Archive for the ‘Strategy’ Category

The Need for a Bootstrap Lexicon

Saturday, August 7th, 2010

The method I ultimately intend to use for compiling a lexicon is by tasking a parser to search for words that need to be of a particular lexical category for the surrounding text to be grammatical. The catch-22 is that this parser will only be able to do its work when the lexical categories for most of the words in a sentence are already known. In other words, in order to compile a lexicon by this method I need to already have a lexicon.

The parser can be run a number of times if necessary, so it need not catch every word at the first attempt. The only requirement is that the parser add enough new words to the lexicon each time it is run to make subsequent runs more successful. However, my expectation is that this will only happen when the lexicon is above a certain critical size: any smaller and the number of sentences successfully parsed will be too small to sustain growth. It follows that an initial lexicon, generated by other means, will be needed to bootstrap the process.

To generate the bootstrap lexicon I’ve chosen to look for methods with a very low false-positive rate, even if this results in a relatively poor yield. There are two main reasons for this:

  • I can remove false positives from the English lexicon by manually reviewing it, but will not have this luxury for languages with which I am less familiar. In the absence of an army of helpers, I need to develop methods that can deliver useful results without supervision.
  • The corpus I am working with is sufficiently large that yield is not a major concern during the bootstrap phase.

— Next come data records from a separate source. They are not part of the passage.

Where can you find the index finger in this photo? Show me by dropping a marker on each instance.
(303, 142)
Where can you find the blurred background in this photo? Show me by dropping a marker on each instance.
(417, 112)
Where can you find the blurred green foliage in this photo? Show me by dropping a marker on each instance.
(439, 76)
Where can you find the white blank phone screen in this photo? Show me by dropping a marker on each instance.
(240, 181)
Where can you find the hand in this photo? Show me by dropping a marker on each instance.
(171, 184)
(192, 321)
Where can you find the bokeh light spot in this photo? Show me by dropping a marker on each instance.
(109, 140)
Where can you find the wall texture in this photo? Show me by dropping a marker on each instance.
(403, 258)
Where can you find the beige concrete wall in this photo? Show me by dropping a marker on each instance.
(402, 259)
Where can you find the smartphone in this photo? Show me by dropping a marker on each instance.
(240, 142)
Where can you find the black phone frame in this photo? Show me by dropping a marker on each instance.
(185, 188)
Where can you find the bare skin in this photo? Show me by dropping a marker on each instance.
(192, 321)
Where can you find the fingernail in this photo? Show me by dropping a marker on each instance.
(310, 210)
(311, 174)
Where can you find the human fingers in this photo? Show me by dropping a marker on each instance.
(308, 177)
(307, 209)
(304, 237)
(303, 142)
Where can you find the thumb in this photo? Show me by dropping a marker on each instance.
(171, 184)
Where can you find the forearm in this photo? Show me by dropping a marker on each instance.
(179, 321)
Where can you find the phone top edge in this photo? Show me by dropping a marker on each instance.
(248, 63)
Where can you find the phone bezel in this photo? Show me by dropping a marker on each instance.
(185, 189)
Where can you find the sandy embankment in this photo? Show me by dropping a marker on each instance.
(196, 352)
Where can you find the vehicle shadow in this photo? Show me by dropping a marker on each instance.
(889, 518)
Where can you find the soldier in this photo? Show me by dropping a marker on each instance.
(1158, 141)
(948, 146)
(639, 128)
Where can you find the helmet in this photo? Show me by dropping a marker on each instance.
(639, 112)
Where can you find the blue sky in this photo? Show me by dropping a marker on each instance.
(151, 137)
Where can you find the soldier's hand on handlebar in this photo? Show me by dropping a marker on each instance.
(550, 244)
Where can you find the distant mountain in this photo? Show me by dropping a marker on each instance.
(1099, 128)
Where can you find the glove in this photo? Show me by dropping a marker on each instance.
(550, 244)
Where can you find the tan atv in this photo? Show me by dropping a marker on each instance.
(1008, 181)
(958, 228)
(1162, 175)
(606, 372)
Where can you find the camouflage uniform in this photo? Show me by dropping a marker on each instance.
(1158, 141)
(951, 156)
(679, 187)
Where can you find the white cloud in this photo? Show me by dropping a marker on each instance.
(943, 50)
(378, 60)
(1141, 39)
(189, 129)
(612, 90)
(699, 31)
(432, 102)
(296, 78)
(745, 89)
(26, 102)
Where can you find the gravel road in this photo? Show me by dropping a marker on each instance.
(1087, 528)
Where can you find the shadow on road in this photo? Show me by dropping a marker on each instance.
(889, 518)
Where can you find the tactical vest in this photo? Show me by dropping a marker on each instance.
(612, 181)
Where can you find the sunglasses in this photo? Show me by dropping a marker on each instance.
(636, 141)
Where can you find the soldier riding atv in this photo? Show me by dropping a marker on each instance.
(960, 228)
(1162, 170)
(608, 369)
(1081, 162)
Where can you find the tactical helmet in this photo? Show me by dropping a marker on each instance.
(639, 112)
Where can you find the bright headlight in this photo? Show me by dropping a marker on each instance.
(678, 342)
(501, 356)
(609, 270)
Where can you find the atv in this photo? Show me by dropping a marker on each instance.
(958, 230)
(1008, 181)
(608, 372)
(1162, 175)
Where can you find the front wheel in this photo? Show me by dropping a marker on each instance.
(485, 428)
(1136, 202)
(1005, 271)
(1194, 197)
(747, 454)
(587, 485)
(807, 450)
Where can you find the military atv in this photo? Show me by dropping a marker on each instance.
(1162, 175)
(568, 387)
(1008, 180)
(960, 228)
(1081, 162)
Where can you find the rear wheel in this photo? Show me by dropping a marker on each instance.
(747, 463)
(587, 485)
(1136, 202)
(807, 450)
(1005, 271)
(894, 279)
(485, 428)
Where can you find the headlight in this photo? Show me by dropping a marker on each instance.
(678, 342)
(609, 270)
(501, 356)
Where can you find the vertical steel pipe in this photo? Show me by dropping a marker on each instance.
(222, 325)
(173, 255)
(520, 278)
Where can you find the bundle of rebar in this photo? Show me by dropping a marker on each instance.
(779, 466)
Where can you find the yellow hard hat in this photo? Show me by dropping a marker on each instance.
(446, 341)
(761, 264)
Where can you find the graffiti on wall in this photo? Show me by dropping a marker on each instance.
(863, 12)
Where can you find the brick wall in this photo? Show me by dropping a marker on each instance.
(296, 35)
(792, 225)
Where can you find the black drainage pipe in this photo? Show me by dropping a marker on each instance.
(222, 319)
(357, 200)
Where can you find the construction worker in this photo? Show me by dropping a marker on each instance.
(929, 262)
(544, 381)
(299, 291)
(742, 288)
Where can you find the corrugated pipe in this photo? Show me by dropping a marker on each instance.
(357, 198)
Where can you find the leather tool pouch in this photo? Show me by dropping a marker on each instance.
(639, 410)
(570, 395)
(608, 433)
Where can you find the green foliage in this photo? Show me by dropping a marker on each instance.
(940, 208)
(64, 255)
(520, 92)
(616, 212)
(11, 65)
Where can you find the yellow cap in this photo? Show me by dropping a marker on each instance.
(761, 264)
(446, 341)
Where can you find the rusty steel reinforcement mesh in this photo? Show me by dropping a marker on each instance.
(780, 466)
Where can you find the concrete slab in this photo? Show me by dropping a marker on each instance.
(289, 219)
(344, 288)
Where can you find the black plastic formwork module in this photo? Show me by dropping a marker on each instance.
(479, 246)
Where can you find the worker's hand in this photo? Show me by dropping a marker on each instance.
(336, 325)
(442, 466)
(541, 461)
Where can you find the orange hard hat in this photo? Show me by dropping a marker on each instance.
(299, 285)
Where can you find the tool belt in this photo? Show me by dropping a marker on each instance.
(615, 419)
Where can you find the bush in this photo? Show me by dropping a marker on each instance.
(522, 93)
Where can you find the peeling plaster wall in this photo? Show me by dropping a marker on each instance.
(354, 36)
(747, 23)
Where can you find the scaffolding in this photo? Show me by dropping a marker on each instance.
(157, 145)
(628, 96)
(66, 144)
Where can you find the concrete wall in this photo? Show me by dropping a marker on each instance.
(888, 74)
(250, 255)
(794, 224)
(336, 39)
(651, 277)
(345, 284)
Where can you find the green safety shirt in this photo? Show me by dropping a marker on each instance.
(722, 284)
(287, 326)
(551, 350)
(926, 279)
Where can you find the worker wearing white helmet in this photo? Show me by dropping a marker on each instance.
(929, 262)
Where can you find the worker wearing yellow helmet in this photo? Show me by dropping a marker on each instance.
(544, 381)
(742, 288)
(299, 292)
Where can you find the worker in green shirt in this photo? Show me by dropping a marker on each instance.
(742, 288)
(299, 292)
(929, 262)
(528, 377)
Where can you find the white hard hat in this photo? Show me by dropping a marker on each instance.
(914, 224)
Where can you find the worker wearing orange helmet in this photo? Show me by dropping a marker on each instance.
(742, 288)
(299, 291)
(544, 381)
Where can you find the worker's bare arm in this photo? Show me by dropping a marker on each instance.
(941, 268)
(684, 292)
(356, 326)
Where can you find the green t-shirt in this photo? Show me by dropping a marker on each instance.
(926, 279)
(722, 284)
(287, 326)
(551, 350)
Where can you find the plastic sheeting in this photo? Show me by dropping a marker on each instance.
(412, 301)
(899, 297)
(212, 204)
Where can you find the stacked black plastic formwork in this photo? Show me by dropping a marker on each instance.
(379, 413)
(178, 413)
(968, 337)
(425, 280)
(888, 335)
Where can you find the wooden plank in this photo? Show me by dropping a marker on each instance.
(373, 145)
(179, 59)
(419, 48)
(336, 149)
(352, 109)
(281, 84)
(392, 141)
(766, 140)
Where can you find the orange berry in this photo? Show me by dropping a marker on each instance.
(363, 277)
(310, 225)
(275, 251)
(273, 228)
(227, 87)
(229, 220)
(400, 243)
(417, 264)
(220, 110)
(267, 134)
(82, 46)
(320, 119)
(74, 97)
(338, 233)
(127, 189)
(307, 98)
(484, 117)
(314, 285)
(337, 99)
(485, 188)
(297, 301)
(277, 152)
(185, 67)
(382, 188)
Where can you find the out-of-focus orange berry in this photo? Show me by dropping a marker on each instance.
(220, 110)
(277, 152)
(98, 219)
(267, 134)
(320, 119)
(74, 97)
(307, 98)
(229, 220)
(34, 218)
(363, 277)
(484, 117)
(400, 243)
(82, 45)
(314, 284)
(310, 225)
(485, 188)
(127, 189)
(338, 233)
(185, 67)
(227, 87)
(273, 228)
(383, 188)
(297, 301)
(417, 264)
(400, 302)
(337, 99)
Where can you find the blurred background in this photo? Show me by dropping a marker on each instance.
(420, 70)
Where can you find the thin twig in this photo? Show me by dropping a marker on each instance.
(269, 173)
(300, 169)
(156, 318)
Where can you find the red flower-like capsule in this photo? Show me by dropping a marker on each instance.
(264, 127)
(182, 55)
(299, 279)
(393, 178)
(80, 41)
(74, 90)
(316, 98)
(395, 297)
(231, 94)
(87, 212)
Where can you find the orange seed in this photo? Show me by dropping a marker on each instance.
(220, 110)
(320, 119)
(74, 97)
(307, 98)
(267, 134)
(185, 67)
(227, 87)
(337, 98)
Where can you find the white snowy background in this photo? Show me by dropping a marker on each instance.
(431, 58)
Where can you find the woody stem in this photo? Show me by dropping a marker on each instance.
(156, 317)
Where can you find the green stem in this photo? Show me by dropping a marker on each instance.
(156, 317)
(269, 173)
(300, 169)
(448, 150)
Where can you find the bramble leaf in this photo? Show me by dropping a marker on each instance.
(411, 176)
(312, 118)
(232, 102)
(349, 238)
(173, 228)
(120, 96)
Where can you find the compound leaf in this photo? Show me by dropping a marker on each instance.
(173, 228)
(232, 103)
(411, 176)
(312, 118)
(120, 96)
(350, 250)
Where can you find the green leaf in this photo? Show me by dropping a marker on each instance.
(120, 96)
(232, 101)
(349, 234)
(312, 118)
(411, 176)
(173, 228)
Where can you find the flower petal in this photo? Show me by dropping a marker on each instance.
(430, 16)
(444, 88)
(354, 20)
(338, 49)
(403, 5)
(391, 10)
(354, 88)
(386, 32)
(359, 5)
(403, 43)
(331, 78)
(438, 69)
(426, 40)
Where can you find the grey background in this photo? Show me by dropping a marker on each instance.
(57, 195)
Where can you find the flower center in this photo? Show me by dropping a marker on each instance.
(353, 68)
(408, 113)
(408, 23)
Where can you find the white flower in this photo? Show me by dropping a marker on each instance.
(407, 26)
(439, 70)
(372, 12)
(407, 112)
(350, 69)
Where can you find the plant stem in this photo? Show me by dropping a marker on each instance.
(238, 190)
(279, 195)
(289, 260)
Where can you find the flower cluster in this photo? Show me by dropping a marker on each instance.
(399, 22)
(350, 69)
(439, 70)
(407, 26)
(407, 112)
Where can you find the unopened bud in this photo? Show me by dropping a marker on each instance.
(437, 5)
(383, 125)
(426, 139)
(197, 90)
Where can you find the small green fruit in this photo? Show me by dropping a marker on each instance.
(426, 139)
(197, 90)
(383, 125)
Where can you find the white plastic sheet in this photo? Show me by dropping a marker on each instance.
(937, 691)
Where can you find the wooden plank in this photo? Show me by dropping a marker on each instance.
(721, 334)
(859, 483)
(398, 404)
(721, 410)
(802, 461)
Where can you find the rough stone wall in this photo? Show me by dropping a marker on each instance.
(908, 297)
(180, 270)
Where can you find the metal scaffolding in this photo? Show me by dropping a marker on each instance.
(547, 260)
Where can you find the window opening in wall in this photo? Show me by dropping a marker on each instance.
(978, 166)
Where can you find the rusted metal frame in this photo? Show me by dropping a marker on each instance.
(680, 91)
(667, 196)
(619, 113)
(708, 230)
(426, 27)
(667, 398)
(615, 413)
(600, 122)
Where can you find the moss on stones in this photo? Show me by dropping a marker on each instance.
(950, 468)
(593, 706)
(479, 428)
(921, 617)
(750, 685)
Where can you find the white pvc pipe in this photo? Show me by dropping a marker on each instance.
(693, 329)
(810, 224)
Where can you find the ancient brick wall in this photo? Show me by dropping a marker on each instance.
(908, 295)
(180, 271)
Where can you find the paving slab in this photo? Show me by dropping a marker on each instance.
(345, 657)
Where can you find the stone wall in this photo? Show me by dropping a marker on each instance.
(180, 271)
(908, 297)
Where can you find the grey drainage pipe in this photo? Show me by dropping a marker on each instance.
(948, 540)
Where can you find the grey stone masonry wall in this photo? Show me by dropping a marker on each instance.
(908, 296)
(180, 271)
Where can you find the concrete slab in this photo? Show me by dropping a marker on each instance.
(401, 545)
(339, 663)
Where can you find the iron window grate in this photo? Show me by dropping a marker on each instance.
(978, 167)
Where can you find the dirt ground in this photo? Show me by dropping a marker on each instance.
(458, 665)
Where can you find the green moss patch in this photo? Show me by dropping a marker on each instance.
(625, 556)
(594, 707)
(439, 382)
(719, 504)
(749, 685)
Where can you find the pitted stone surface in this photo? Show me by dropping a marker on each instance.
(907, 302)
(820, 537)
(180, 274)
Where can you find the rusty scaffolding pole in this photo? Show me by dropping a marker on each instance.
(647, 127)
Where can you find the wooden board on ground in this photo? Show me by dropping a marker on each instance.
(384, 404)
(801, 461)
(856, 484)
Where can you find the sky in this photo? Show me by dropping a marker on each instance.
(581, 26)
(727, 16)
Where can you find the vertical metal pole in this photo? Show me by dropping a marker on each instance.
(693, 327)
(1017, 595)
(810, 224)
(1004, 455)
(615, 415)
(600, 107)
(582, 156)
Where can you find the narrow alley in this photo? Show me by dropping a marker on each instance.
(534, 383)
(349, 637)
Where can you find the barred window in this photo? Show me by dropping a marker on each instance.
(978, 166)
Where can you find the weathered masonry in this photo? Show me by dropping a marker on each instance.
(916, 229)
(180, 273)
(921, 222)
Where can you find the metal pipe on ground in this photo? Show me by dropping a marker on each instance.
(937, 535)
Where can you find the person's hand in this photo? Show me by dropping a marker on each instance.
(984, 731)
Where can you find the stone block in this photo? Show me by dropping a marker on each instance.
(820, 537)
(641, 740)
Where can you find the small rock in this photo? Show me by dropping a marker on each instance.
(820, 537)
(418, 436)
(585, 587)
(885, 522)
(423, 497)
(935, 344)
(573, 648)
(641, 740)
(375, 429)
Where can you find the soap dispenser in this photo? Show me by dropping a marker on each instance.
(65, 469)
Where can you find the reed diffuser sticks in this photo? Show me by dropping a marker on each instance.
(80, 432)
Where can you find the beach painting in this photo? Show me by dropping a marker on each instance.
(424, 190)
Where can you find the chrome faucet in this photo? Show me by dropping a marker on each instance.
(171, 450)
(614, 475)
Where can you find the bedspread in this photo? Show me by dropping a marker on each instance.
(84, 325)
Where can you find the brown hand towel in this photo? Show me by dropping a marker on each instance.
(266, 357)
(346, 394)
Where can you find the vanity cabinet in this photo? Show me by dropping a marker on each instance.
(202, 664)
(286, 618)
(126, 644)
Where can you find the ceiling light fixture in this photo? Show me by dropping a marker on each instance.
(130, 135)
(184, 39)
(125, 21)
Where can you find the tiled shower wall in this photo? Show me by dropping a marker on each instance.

I don’t intend to search for closed-class words automatically, in English or in any other language: these can be entered manually. I will be looking for automatic methods for isolating nouns, verbs, adjectives and adverbs. Of these, I have so far had most success searching for nouns with regular plurals. My next post will describe the method used and the outcome.

Redesigning the Lexicon

Wednesday, June 30th, 2010

The lexicon on the Project Babel website was originally set up as a means for generating language description files. I’ve since concluded that making it the authoritative source for the files isn’t practicable: they need to live in the Subversion repository like everything else. Nor is it particularly well suited for managing readings: my experience is that these are better handled systematically, one topic at a time.

Where I think the lexicon can add value is by providing a dataset against which morphological rules can be evaluated and regression-tested, but some changes are needed if it is to perform this function effectively.

First and foremost the process of populating it needs to become much, much faster. That means automatically and accurately guessing much of the required content, so that my rôle is largely reduced to approving or correcting those guesses. The user interface needs to be designed for doing this in bulk: minimising the number of clicks and page reloads by placing many entries on one page.

Secondly, better coverage of each language is needed. The texts I was using previously (from Project Gutenberg) don’t do this effectively enough. The problem isn’t that the texts are unrepresentative: on the contrary, they are too closely representative of normal writing, with not enough coverage of rare words.

For example, of the chemical elements I found hydrogen, oxygen, aluminium (and aluminum), sulphur (but not sulfur), argon, iron, nickel, copper, silver, tin, gold, mercury and lead. (Some of these have multiple meanings, but that doesn’t matter provided the words in question enter the database). Including some texts about chemistry would improve matters, but even then it would take a huge amount of raw material to complete the list.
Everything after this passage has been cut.